At odds with his own senior leaders, President Trump tweeted on 19 December that the attack on "federal networks was under control, was being exaggerated by the news media and might have been carried out by China rather than Russia" according to Ellen Nakashima and Josh Dawsey of the Washington Post.

In addition to earlier cited diversions, distractions, and disagreement between the White House and the Cabinet, Homeland Security's Chief of its Cybersecurity and Infrastructure Security Agency, Chris Krebs, was fired in November 2020 and a federal judge declared Acting Secretary of Homeland Security's appointment unlawful. Moreover, as reported by NYT David Sanger and Eric Schmitt on 20 December, the present White House Administration and acting Defense Secretary Christopher Miller (following the firing of Mark Esper in November 2020) have recommended that Cyber Command and NSA be divided. This apparently "...led to a firestorm of protest on Capitol Hill. Democrats and Republicans alike say that the two institutions are too intertwined ...and any unilateral action by the administration to change the current structure would violate legal requirements for extensive assessments before altering it." Chairman of the Joint Staff General Milley was reported to have neither reviewed nor endorsed the recommendation.

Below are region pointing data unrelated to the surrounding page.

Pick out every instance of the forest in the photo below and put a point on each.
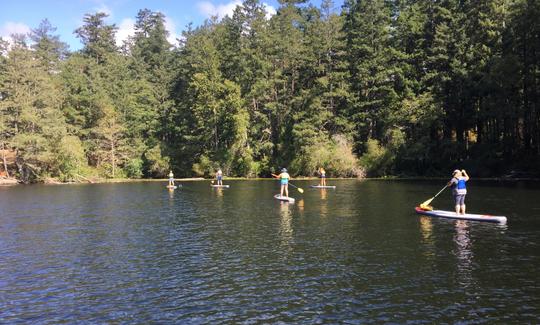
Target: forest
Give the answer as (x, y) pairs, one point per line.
(370, 88)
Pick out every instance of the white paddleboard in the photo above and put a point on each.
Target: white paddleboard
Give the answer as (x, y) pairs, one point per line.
(467, 216)
(284, 198)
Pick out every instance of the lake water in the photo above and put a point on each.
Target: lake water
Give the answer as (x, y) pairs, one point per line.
(135, 253)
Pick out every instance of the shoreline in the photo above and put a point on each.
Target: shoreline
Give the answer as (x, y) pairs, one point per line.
(13, 181)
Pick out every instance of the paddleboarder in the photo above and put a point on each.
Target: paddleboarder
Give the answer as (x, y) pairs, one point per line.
(459, 178)
(284, 181)
(219, 177)
(171, 180)
(322, 174)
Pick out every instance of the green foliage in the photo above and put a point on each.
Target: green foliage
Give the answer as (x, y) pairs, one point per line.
(134, 168)
(157, 165)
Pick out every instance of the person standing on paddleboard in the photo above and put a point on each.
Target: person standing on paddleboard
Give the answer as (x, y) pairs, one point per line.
(171, 179)
(219, 177)
(322, 174)
(459, 178)
(284, 181)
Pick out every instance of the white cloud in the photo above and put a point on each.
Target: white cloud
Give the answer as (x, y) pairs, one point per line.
(209, 9)
(103, 8)
(221, 10)
(126, 28)
(270, 11)
(13, 28)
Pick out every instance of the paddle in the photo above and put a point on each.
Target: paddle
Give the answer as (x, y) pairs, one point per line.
(427, 202)
(298, 188)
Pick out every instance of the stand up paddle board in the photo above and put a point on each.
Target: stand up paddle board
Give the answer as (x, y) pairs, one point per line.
(284, 198)
(467, 216)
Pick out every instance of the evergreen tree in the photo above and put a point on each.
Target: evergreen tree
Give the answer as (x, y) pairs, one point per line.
(97, 36)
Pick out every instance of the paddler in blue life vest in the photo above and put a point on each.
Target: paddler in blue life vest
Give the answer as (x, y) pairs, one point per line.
(171, 179)
(322, 175)
(459, 178)
(219, 177)
(284, 181)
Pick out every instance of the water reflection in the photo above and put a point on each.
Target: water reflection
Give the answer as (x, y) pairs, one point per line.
(324, 202)
(286, 230)
(426, 229)
(171, 195)
(463, 253)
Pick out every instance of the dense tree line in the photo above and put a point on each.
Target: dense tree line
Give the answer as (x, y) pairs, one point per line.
(385, 87)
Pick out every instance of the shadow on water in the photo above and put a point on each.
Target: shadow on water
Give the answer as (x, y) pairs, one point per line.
(355, 254)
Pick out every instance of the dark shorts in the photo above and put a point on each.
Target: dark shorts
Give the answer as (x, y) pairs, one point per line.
(459, 199)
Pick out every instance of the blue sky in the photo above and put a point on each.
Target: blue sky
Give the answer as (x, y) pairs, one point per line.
(19, 16)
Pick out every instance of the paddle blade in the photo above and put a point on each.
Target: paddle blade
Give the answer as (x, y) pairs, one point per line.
(426, 203)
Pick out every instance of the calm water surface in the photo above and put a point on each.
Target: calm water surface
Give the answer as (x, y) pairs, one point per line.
(135, 253)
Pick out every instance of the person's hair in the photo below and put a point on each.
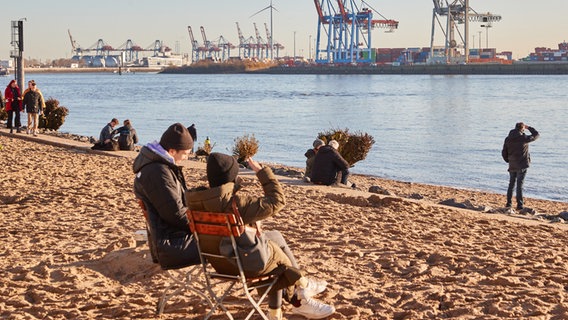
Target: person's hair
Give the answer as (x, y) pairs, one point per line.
(334, 144)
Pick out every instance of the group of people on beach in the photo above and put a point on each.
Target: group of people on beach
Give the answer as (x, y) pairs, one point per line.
(160, 184)
(123, 138)
(15, 102)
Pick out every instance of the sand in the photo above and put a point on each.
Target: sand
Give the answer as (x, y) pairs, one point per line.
(69, 217)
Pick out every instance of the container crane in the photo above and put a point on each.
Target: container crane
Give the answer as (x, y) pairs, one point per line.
(262, 47)
(76, 49)
(244, 45)
(348, 31)
(457, 12)
(275, 45)
(194, 46)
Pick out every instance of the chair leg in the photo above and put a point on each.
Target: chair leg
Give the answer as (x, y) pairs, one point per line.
(182, 282)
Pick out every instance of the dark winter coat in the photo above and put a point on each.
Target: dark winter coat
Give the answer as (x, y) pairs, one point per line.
(12, 102)
(516, 149)
(127, 137)
(327, 163)
(33, 101)
(161, 185)
(310, 157)
(252, 209)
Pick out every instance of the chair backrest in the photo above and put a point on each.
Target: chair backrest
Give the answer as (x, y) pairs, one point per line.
(222, 224)
(150, 231)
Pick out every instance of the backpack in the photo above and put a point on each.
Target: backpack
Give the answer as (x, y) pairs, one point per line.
(125, 141)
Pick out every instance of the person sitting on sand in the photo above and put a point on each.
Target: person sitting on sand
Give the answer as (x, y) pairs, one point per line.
(160, 184)
(310, 156)
(222, 172)
(328, 164)
(106, 136)
(127, 136)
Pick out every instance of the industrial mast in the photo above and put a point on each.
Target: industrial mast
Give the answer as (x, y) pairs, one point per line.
(457, 12)
(344, 32)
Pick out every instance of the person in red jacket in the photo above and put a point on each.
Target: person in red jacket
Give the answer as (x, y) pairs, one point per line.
(13, 105)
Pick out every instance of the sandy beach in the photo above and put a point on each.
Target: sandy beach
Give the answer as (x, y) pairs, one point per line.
(69, 217)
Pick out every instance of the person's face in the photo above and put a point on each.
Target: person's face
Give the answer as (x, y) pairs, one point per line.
(179, 155)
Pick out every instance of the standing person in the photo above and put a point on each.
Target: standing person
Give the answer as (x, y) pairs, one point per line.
(222, 171)
(106, 135)
(310, 157)
(127, 136)
(160, 183)
(2, 102)
(516, 153)
(34, 105)
(13, 105)
(193, 133)
(328, 163)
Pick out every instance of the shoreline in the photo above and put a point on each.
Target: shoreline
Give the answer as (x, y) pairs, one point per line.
(464, 198)
(70, 250)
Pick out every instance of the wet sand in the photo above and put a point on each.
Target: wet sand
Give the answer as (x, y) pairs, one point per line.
(69, 217)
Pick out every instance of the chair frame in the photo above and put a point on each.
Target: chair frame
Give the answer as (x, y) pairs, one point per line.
(227, 224)
(182, 279)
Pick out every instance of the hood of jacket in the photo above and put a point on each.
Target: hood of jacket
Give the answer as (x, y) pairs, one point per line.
(152, 152)
(515, 134)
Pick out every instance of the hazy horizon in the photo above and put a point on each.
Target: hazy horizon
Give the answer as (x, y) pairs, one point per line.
(523, 27)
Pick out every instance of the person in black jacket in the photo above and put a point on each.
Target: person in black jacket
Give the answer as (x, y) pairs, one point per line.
(516, 153)
(160, 184)
(328, 163)
(193, 133)
(310, 157)
(127, 136)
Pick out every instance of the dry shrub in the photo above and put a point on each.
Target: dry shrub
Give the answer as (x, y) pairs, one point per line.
(53, 115)
(353, 147)
(245, 147)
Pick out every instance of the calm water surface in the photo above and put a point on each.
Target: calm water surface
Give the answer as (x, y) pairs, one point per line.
(443, 130)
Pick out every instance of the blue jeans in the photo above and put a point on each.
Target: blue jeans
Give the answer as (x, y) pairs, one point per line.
(517, 177)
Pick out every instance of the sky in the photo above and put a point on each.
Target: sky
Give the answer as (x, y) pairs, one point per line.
(524, 25)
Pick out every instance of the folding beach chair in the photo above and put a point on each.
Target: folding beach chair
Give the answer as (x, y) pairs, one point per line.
(185, 279)
(220, 285)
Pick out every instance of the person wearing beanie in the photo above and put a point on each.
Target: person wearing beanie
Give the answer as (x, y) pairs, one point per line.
(329, 165)
(310, 156)
(160, 184)
(222, 172)
(516, 153)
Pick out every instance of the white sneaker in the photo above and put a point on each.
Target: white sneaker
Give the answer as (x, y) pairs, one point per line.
(313, 288)
(313, 309)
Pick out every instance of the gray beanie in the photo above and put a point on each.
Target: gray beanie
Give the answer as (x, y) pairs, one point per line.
(176, 137)
(318, 143)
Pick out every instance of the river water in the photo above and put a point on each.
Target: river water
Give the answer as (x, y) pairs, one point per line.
(435, 129)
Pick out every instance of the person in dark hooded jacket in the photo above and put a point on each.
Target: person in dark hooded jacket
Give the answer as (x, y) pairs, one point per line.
(516, 153)
(310, 157)
(328, 163)
(127, 136)
(160, 184)
(222, 172)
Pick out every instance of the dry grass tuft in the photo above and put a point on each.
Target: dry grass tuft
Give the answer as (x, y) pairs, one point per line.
(245, 147)
(353, 147)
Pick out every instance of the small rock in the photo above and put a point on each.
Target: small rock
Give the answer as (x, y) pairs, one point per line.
(379, 190)
(416, 196)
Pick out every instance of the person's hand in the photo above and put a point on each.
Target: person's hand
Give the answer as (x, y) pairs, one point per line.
(255, 166)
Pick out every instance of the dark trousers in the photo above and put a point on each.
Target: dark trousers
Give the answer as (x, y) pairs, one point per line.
(518, 178)
(14, 114)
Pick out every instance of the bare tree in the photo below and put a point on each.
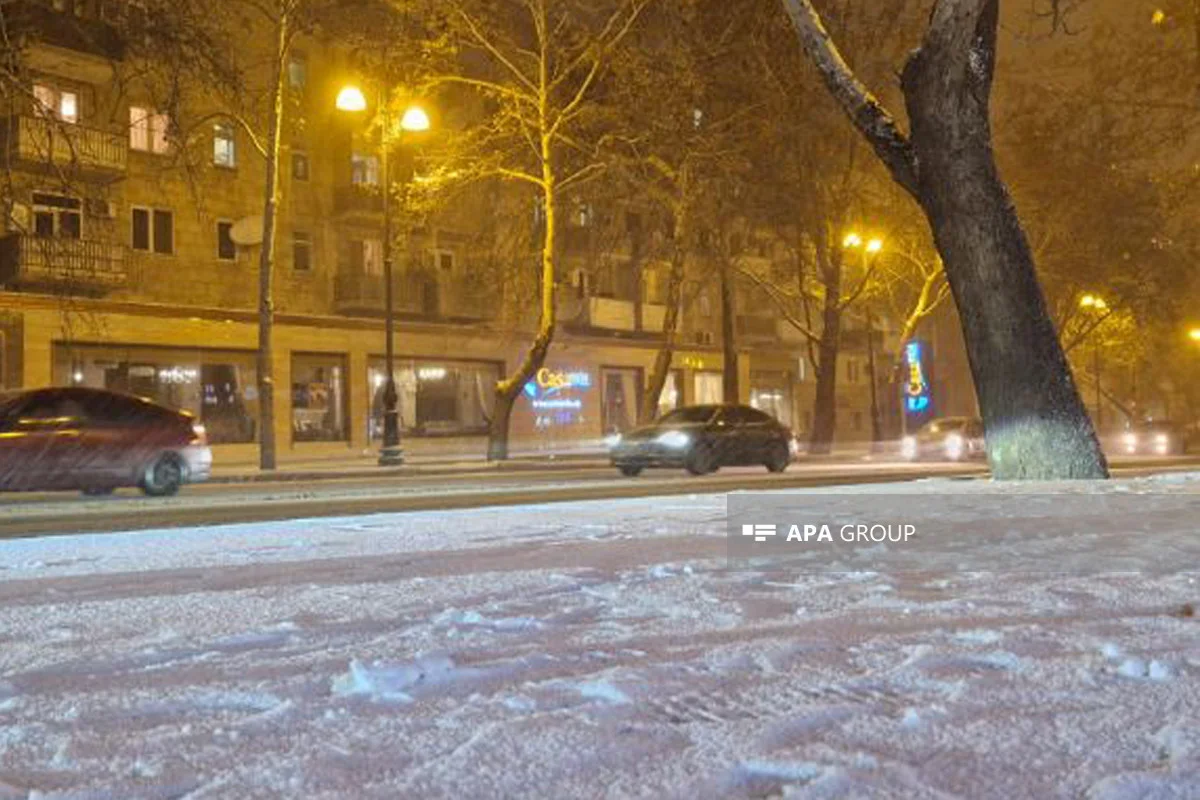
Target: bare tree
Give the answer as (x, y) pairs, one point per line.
(538, 64)
(1037, 425)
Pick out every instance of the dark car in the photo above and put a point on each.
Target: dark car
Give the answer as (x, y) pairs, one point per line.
(96, 441)
(705, 438)
(1156, 438)
(951, 438)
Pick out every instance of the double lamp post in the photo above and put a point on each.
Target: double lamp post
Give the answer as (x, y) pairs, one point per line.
(413, 120)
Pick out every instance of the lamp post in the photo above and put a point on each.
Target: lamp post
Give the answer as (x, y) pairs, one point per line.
(870, 247)
(414, 119)
(1097, 305)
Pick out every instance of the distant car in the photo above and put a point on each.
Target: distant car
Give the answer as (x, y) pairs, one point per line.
(705, 438)
(96, 441)
(1158, 438)
(952, 438)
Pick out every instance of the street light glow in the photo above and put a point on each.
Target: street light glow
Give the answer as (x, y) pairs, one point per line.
(351, 98)
(414, 119)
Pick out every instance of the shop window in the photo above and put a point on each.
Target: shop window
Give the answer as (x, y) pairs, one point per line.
(227, 251)
(216, 386)
(318, 398)
(436, 397)
(225, 145)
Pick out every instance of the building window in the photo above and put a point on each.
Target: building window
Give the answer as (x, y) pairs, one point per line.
(148, 130)
(225, 148)
(63, 106)
(299, 166)
(301, 251)
(57, 215)
(435, 397)
(154, 230)
(227, 251)
(364, 169)
(298, 72)
(318, 398)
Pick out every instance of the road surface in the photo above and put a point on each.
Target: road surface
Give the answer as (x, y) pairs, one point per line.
(39, 515)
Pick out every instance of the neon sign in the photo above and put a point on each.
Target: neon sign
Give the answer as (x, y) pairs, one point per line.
(917, 395)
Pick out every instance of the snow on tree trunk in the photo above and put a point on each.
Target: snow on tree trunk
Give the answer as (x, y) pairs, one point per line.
(1036, 422)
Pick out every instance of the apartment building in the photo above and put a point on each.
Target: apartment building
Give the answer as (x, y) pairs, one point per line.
(120, 266)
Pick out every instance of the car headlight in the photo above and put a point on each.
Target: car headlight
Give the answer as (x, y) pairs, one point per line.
(954, 446)
(673, 439)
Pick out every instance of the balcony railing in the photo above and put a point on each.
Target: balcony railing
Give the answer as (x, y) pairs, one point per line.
(754, 328)
(55, 144)
(75, 265)
(414, 295)
(358, 198)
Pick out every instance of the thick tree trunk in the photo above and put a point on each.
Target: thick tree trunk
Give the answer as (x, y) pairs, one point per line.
(731, 389)
(1037, 425)
(267, 445)
(825, 403)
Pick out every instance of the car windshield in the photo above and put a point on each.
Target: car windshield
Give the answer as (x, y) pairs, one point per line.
(690, 415)
(945, 426)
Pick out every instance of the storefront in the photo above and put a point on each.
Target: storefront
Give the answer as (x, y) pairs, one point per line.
(219, 386)
(437, 397)
(319, 397)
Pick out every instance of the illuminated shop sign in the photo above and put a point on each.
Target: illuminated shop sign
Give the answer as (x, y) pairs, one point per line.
(917, 394)
(557, 391)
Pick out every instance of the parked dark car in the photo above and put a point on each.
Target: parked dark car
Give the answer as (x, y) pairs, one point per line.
(96, 441)
(1156, 438)
(705, 438)
(951, 438)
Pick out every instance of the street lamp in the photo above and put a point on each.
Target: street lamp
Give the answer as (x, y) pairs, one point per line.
(414, 119)
(1098, 305)
(873, 246)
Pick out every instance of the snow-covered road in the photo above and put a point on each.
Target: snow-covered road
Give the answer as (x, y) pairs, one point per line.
(585, 649)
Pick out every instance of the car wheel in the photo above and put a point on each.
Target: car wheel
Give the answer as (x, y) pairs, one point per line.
(163, 476)
(778, 458)
(701, 461)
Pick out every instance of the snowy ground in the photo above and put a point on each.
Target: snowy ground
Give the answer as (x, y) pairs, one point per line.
(586, 649)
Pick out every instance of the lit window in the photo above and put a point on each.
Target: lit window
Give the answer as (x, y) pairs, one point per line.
(299, 166)
(301, 251)
(227, 251)
(298, 72)
(364, 169)
(225, 152)
(148, 131)
(154, 230)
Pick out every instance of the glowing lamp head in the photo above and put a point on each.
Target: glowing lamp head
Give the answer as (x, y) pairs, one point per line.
(415, 120)
(351, 98)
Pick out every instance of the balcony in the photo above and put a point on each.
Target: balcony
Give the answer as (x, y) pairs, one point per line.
(755, 328)
(415, 295)
(52, 145)
(71, 265)
(358, 199)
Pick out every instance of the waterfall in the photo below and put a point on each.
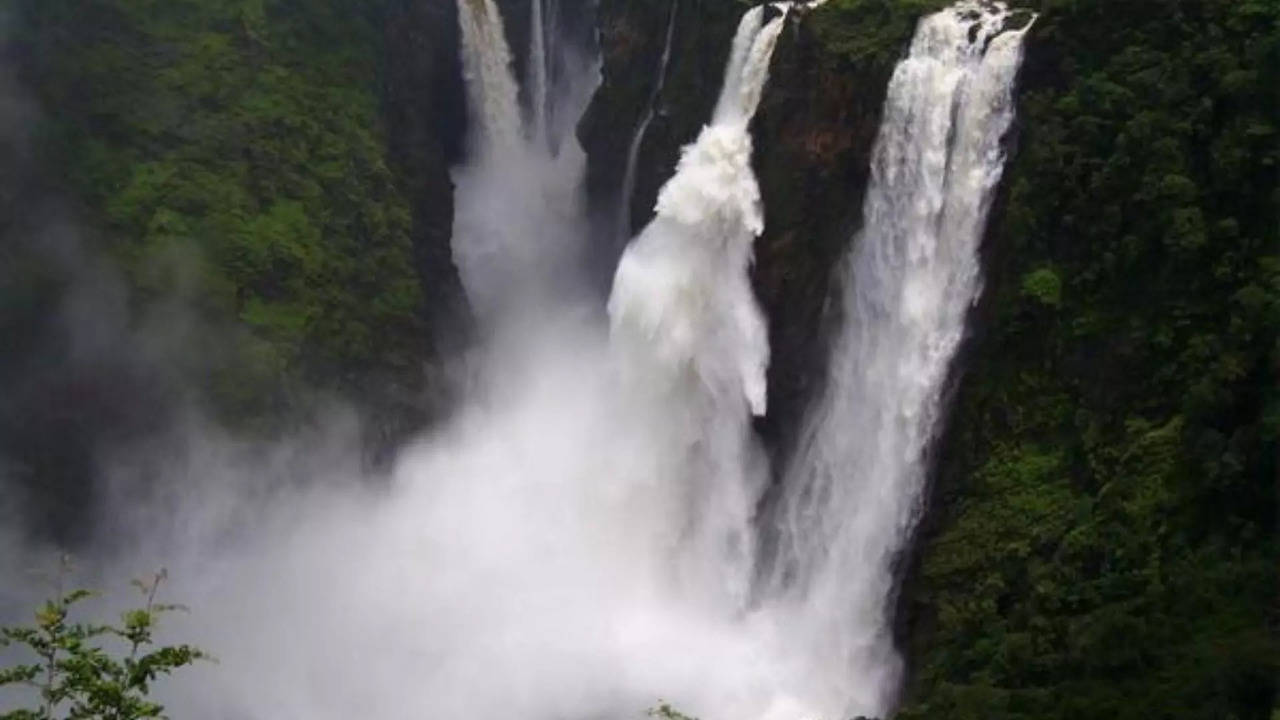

These legal requirements, in a bipartisan bill introduced by US House Armed Services Committee Representatives Jim Langevin (D-RI) and Don Bacon (R-NE) and passed into law, require a 6 month strategic assessment of the objectives, and means to achieve them, for a separation of Cyber Command and NSA to become effective. This subject has been under discussion since the christening of Cyber Command, but is not a likely candidate for instantaneous creation even when the timing is troublesome.

Stepping back from the current cyber crisis, one strategic look at the divide between public and private sector cybersecurity policy across democratic countries worldwide, is offered by Marietje Schaake, President of the Cyber Peace Institute and International Policy Center at Stanford University. In Foreign Affairs, November/December 2020, she takes into consideration recent cyberattacks on the Norwegian Parliament, the New Zealand stock exchange, and the Vatican, underscoring the fact that these were not threats of a cyber-Pearl Harbor nature, but of "...attacks from below that threshold--intrusions that can still cause grave damage." She also addresses the Microsoft Windows hack and the UK National Health Service shutdown. She calls upon governments to recognize that "...the private sector wields outsize power in the digital world... and that public authorities are largely at the mercy of private companies." Many options for resolving this imbalance are offered, particularly... "for democracies that should extend norms and rules to ensure safety in the digital world."

In fact, such progress might just be underway. The US Senate and the US House of Representatives have coordinated on the new FY2021 Intelligence Authorization Bill. House Permanent Select Committee on Intelligence (HPSCI) Chair Adam Schiff explains what the new bill contains:

It includes important provisions related to global health and pandemics; the challenge posed by a rising China, emerging technologies like artificial intelligence and 5G; recruitment and retention for the workforce; and other regional priorities, including the Middle East, and Afghanistan. Further – and especially notable in light of the recent cyber breach of government agencies and private sector companies – the bill also includes several provisions designed to strengthen our cyber defenses, protect our supply chains, and provide additional resources and capabilities for responding to cyber-attacks. Many of the most important elements of the bill are contained within the classified annex that governs the necessarily secret elements of the IC's work.

While the references to Russia's cyberattack can only be inferred from Rep. Schiff's oblique reference to the classified annex, the summary does speak to the recent cyber breach crossing public and private sector domains. Likewise, the Senate, has worked via its SSCI, to hold two closed hearings where the hacking is likely to be addressed in December 2020 and one on 6 January 2021 in addition to all the stimulus, pandemic, seating new members on Capitol Hill, and other pressing issues.